His face looked grim. He could feel it, magic or not, but he kept coming.
“I will kill ’im if ’e does not go back,” Frog said, crouched at Unar’s heels, holding her little knife in a white-knuckled hand.
“Oos will wake soon.” Unar’s voice was haggard. The futility of Marram’s determination broke her heart as surely as the tallowwood branch was breaking. “Go back. You love her. You should be there when she wakes.” A twinge pulled at her even as she said this. She loved Oos too, but for now she had to follow Frog and find out more about her powers.
“You took me in.” Unar tried to convince him a third time. “You fed me. Protected me from demons. Go back, Marram. Please.”
The tip of the tallowwood branch, which had been perfectly horizontal, silently slanted towards the forest floor. Marram sprang at the greenmango branch, hands and spines outstretched, but it was four or five body lengths away from him.
He fell into darkness. Unar watched his flailing arms and legs with horror until she couldn’t see him anymore.
FORTY
DIZZINESS THREATENED to send Unar over the edge.
She sat down abruptly on the greenmango branch, her gorge rising, still staring into the space where Marram had vanished. The wet bark felt unreal beneath her palms. Rainwater ran down the back of her collar and along the curve of her spine.

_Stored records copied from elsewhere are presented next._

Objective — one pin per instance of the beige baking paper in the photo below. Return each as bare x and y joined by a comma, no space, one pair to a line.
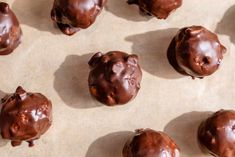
56,65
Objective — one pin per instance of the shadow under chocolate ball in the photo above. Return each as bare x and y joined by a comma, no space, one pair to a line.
196,52
114,77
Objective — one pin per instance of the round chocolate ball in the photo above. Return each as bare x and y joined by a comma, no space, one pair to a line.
150,143
159,8
216,134
195,51
25,116
10,31
114,77
73,15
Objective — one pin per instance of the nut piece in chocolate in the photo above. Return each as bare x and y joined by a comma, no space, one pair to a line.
25,116
73,15
150,143
114,77
196,52
159,8
216,135
10,31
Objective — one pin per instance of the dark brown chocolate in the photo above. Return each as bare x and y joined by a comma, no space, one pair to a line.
114,77
195,51
216,134
73,15
25,116
150,143
10,31
159,8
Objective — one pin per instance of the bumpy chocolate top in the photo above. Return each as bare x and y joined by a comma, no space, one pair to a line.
114,77
159,8
73,15
10,31
150,143
217,134
195,51
25,116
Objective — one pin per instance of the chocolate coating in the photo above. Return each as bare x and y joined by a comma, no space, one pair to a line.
73,15
217,134
159,8
150,143
114,77
25,116
195,51
10,31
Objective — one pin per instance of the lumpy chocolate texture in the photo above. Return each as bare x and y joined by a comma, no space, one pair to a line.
25,116
159,8
10,31
195,51
73,15
150,143
114,77
217,134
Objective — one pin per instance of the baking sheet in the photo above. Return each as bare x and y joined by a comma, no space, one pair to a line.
56,65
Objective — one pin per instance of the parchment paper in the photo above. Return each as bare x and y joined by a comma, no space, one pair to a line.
56,65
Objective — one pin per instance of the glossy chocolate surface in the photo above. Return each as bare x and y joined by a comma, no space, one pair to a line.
25,116
150,143
159,8
10,31
73,15
195,51
114,77
217,134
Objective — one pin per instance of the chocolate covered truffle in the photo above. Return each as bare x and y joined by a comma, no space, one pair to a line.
25,116
73,15
114,77
150,143
10,31
159,8
195,51
217,134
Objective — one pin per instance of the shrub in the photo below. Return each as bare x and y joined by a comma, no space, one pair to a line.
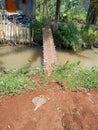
68,35
89,36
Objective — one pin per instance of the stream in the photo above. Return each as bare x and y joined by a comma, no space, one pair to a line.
15,57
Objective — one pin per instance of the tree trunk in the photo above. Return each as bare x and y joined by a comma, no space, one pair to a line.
58,4
92,15
34,9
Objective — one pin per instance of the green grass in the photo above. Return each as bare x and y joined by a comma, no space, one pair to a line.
17,81
77,77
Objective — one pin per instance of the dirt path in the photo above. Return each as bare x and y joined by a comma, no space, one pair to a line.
63,110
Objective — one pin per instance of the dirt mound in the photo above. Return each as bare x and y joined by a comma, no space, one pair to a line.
63,110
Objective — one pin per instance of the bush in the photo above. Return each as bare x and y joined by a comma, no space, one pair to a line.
89,36
68,36
76,77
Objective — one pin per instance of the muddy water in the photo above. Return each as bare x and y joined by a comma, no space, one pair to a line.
87,58
11,58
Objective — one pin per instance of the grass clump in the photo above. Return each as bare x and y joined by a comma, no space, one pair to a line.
15,81
77,77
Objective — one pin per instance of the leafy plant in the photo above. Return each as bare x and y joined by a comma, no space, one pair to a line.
89,36
68,36
76,77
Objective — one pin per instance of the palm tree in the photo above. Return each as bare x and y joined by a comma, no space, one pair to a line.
58,4
92,15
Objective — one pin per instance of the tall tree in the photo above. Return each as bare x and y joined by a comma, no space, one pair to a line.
92,15
58,4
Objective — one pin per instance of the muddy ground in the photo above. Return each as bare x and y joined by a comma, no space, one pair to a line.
62,110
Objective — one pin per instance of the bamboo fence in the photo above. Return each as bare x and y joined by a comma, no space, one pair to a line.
13,33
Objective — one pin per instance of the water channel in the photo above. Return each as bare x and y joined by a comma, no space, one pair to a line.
14,57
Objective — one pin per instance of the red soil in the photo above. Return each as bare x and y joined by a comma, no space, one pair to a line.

“It’s your fault,” she said, and there was no magic in her broken voice at all. She felt as empty as the day Oos and Aoun had drained her. “You killed him.”
“If you wanna blame me for it,” Frog said, “I do not care. Just grow us a big bracket fungus to lie down on and rest, and another one to keep the rain off. In the mornin’ we can go on to the next tree, and the next.”
Unar hardly registered the words. Marram had been kind. He’d been banished from his society for refusing to help strike at gods he didn’t even serve. Now he’d fallen just as surely as if he’d made that attempt and failed.
The only one who can fly.
Minutes later, Unar heard them calling across the void. Bernreb’s voice, and Ylly’s. Even Hasbabsah’s. They called for Marram and Unar and Frog. Unar bit her lip to keep from calling back to them. Oos wasn’t calling. Maybe she was dead. Maybe Frog had killed her after all. As for Esse, he would be too angry to call, but busy putting together some contraption capable of coming after them, even in the monsoon.
Frog’s small hand landed on Unar’s shoulder and shook her impatiently.
“I can’t grow anything,” Unar said.
“Yes you can. Of course you can. If your voice is tired, use this.” The hand tapped her back with something round and hard. Unar twisted to take it from her, a white rock the size of her two hands, shaped like a wishbone stuck into a flatcake.
“What is it?”
“The ear bone of an Old God.”
Only when Unar turned it did she see the hole bored into the long end of it.
“There’s only one hole. Where does the sound come out?”